Helena baixou os olhos, um rubor discreto colorindo suas bochechas. A serenidade que Dona Rosa via era, em parte, resultado do distanciamento, da fuga. Mas também havia algo mais, uma semente de esperança que começava a germinar em seu peito. A descoberta do diário de sua avó, as cartas antigas, a história da Rosa de Pernambuco… tudo isso a envolvia em um mistério que a fazia esquecer a própria dor. Ela sentia que estava no caminho certo, desvendando um passado que, de alguma forma, se entrelaçava com seu próprio destino.
“Sim, Dona Rosa. O mar tem um jeito de lavar a gente por dentro. E aqui, longe de tudo, sinto que posso respirar de novo.” Helena respondeu, escolhendo as palavras com cuidado. Ela não podia ainda revelar todos os seus segredos. O diário da avó era um tesouro particular, uma conversa íntima entre duas mulheres separadas pelo tempo.
Enquanto comia o bolo, Helena pensava em João. Fazia semanas que não o via, desde a festa na casa do prefeito, quando ele a olhou com aquela intensidade que a desarmava. A saudade apertava, um nó sutil em seu peito. Seria possível que aquele homem, tão diferente de tudo que ela conhecera, pudesse ser o porto seguro que ela tanto buscava? A vida em Arraial do Sol estava se revelando mais complexa do que ela imaginara. Havia a tranquilidade que buscava, mas também havia o amor, um sentimento que ela tentava reprimir, com medo de se machucar novamente. Mas o coração, teimoso, insistia em bater mais forte sempre que pensava nele. A brisa do mar parecia sussurrar seu nome, misturado ao cheiro de jasmim que vinha do jardim.
Dona Rosa, percebendo a melancolia que pairava nos olhos de Helena, colocou a mão sobre a dela. “Não fuja do que seu coração lhe diz, menina. A vida é curta demais para guardarmos nossos sentimentos.
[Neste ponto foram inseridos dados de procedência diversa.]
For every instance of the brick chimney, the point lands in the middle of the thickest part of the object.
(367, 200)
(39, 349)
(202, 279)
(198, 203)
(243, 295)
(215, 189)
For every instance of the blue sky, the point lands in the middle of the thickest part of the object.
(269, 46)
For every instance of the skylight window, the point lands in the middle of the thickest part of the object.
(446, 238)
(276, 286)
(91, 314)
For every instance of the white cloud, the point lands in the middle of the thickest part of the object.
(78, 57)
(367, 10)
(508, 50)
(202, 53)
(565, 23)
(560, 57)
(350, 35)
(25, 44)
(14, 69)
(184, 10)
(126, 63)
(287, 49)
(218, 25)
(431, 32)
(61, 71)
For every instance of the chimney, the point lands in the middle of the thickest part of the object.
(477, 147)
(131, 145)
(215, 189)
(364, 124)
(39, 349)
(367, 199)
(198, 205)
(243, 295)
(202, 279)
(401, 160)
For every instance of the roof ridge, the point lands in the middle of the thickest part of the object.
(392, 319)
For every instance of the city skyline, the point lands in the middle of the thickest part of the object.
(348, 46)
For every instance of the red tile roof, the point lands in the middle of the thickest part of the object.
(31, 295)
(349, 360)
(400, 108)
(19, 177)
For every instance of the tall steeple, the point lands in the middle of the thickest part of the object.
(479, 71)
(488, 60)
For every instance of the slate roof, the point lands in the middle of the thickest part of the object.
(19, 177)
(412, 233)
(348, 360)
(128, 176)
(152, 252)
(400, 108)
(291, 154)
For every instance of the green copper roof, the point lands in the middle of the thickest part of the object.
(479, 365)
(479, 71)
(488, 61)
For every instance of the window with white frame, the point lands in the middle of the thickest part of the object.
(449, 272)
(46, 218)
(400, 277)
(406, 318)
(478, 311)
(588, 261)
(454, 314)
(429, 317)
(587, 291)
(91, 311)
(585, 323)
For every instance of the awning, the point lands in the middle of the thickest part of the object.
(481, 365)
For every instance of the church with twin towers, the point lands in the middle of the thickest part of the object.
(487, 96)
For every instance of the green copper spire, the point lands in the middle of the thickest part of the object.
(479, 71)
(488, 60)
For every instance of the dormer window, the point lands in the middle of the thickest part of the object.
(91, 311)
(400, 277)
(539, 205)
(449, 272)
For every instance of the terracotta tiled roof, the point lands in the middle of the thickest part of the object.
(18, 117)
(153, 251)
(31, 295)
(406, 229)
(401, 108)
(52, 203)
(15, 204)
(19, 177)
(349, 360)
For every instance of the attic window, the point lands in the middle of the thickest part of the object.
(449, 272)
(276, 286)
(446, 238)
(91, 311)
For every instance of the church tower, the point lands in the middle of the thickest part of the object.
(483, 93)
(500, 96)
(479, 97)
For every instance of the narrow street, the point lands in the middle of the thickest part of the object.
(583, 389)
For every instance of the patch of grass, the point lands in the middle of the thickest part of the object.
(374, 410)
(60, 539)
E às vezes, o amor aparece quando menos esperamos, como uma flor que desabrocha em terra árida.”
As palavras de Dona Rosa ressoaram em Helena. Talvez fosse hora de parar de fugir, de se permitir sentir. A Rosa de Pernambuco, sua avó, havia encontrado seu amor aqui. Talvez Helena também pudesse encontrar o seu. Olhou para o mar, o sol se pondo em um espetáculo de cores vibrantes, e sentiu uma força nova percorrer seu corpo. A maré estava subindo, e com ela, um novo ciclo de esperanças.